On November 18, a vicious terror attack occurred. Two Palestinians yielding axes and guns walked into Kehilat Bnei Torah during the Shacharitminyan. The shul-goers were still wearing their tefillin.

In Rambam Mesivta, the students were informed of the events right before Shacharit started and had an assembly after breakfast. The roshmesivta, Rabbi Zev Meir Friedman, first spoke about how the terrorists used guns and axes, and the number of fatalities and the wounded. He then expressed his thoughts on the events. “There is no difference to the terrorists between killing a non-religious Jew and an ultra-orthodox Jew, between a fallen soldier and a civilian. We are all the Jews and they don’t care what kind we are. We must be loving of any Jewish life. . . . We are dealing with an enemy that really hates us.” It is taught in the Gemara, “If you give mercy to a vicious person, then you are also guilty.” He went on to tell the talmidim that these Arabs promote anti-Semitism at the ages of two or three, and that if these events flipped and we went into a mosque and killed innocent people, the world would go crazy. He then said there are ways for us to respond: we daven and try to work things out, and if we have to resort to it, then go to war. The same way Yaakov dealt with Esav.

At the assembly, Rabbi Friedman listed the four rabbis who were brutally killed: Rabbi Kalman Zev Levine, zt’l, an American citizen who was loved and always upbeat; Rabbi Aryeh Kupinsky, zt’l, also an American citizen who experienced tragedy when his 13-year-old daughter passed away in her sleep; Rabbi Avraham Goldberg, zt’l, a British citizen who was 68 years old and left behind a wife and six kids; and Rabbi Moshe Twersky, zt’l, an American citizen who was 60 years old, and a man whom Rabbi Friedman knew. There were also six people wounded in the attack.
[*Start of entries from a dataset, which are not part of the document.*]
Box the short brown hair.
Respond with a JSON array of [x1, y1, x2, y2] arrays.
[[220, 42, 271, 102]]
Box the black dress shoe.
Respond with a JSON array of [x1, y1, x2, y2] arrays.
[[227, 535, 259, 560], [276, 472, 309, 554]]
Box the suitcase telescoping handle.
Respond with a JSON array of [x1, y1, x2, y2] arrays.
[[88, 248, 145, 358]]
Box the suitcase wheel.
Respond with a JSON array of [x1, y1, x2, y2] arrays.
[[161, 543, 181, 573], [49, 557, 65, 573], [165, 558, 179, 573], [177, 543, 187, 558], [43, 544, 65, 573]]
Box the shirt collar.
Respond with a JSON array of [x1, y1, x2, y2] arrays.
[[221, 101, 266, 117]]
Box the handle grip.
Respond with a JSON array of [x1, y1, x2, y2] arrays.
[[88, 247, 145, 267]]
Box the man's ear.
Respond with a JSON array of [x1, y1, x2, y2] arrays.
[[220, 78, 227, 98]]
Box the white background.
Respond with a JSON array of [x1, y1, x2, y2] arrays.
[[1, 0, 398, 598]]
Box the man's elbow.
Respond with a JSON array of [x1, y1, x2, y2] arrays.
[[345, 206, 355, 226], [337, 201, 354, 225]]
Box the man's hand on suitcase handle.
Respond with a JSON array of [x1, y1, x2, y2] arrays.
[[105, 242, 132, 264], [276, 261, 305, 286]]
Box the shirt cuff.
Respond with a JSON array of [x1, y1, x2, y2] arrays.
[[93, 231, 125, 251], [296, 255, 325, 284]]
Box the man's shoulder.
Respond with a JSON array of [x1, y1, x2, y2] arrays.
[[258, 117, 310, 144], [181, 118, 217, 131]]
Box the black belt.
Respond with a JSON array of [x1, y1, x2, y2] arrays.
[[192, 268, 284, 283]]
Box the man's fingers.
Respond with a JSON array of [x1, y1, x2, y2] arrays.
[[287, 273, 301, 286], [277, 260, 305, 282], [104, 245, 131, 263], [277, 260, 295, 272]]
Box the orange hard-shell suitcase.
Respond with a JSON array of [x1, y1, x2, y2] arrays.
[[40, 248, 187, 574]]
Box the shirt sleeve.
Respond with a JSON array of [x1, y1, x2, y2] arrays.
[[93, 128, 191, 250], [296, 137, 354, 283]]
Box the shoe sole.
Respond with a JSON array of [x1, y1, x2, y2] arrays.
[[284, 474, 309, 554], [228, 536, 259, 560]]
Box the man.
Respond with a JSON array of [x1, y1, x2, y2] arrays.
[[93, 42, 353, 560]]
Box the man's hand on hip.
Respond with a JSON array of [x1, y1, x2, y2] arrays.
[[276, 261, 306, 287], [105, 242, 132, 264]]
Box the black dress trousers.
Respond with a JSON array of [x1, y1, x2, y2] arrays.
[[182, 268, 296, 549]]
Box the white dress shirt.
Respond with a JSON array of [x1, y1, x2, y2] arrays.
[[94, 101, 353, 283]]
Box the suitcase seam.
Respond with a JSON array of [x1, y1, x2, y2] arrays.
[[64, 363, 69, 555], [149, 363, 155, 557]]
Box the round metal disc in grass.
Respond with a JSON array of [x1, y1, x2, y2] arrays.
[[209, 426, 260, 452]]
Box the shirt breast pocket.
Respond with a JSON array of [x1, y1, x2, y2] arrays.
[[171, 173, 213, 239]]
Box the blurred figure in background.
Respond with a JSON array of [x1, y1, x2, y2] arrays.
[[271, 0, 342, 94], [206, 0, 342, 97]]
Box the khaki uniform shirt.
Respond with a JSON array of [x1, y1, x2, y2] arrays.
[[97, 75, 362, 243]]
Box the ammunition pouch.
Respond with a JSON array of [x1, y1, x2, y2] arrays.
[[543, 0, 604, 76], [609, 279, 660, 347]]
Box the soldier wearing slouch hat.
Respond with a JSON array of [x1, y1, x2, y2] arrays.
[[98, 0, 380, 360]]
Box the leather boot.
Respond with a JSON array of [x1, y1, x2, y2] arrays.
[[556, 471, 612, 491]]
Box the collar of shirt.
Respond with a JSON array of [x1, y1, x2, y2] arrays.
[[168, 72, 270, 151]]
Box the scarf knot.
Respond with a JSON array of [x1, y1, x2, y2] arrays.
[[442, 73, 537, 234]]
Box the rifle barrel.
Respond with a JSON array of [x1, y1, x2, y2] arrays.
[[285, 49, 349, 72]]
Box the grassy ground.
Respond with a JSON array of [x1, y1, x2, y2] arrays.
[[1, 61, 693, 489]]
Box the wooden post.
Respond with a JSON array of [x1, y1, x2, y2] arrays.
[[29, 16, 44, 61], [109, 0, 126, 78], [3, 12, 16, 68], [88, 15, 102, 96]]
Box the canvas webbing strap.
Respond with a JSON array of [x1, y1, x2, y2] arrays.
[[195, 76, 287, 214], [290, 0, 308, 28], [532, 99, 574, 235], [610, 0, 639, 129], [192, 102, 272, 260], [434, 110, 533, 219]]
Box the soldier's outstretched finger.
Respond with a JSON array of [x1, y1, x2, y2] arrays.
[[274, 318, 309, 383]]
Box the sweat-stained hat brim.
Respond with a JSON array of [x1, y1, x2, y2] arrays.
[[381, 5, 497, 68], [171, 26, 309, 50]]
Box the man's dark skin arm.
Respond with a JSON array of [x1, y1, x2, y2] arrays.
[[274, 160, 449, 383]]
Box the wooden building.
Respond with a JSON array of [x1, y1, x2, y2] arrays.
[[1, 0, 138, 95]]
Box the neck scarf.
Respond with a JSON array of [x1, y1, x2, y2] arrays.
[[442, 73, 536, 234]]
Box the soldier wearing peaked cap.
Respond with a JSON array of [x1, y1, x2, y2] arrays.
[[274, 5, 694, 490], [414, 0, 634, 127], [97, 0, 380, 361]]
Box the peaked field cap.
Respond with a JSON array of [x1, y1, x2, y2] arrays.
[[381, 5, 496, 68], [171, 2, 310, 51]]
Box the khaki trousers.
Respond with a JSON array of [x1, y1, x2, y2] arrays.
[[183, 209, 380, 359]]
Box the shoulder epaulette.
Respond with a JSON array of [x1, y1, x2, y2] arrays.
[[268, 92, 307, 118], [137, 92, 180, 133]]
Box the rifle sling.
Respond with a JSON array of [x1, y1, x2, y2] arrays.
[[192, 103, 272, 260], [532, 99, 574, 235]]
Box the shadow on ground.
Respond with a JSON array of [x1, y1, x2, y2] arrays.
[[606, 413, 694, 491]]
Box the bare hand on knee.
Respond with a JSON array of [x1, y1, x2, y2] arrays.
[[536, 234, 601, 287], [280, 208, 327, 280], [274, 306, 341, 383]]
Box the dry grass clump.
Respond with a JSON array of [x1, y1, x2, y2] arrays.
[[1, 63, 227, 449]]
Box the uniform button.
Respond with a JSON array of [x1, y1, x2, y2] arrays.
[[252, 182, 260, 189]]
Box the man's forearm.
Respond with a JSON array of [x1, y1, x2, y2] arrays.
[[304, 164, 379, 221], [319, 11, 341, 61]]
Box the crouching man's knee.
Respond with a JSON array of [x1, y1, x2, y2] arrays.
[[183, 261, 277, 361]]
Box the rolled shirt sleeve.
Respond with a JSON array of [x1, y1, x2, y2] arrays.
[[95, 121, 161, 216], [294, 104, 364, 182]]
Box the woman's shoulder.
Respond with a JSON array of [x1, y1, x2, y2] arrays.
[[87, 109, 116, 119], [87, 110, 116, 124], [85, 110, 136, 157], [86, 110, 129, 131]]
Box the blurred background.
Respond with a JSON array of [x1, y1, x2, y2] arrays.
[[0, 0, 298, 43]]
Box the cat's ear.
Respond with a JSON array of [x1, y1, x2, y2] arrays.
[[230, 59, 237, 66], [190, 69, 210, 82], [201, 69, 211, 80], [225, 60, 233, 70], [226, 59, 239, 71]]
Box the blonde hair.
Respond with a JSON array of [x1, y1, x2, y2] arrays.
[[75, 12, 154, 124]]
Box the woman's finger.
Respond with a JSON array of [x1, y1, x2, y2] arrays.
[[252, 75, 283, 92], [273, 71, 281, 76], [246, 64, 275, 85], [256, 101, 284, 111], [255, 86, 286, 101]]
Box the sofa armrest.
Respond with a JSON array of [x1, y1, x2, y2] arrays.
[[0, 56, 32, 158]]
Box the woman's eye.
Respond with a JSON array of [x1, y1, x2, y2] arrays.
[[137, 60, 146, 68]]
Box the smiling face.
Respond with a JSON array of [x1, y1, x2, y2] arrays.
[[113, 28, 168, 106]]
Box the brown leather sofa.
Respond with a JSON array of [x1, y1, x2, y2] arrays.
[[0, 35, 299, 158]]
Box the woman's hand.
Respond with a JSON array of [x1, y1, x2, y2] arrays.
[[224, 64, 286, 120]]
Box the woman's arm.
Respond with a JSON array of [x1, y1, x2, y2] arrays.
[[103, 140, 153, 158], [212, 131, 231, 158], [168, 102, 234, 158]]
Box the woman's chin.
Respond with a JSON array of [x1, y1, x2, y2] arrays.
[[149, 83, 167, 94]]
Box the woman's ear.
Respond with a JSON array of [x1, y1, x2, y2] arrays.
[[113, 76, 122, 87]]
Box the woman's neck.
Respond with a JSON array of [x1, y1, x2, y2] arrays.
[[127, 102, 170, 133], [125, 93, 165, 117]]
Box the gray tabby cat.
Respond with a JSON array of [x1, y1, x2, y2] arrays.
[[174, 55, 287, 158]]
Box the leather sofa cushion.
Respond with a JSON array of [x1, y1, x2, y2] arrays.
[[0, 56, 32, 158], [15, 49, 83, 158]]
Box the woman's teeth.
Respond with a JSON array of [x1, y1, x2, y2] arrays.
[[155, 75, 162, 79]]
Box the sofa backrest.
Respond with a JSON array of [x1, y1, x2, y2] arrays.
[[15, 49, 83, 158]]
After Rabbi Friedman, Principal Rabbi Yotav Eliach spoke. He started off noting how violent the Mideast region is, with hundreds of people killed each day, and that Israel probably stops around 20—50 attacks daily. He also said that the people who do carry out these attacks are technically Israeli citizens, which complicates matters. He then spoke to the students, directly telling them not to open the door for anyone anymore because you don’t know who’s behind it. “I feel safer in Israel than anywhere else in the world,” he said. He concluded by telling the boys to think about what they would be doing in the last few moments of their lives and that we should think about tefillin more when we daven. The assembly concluded with two perakim of Tehillim recited by Rabbi Avi Haar.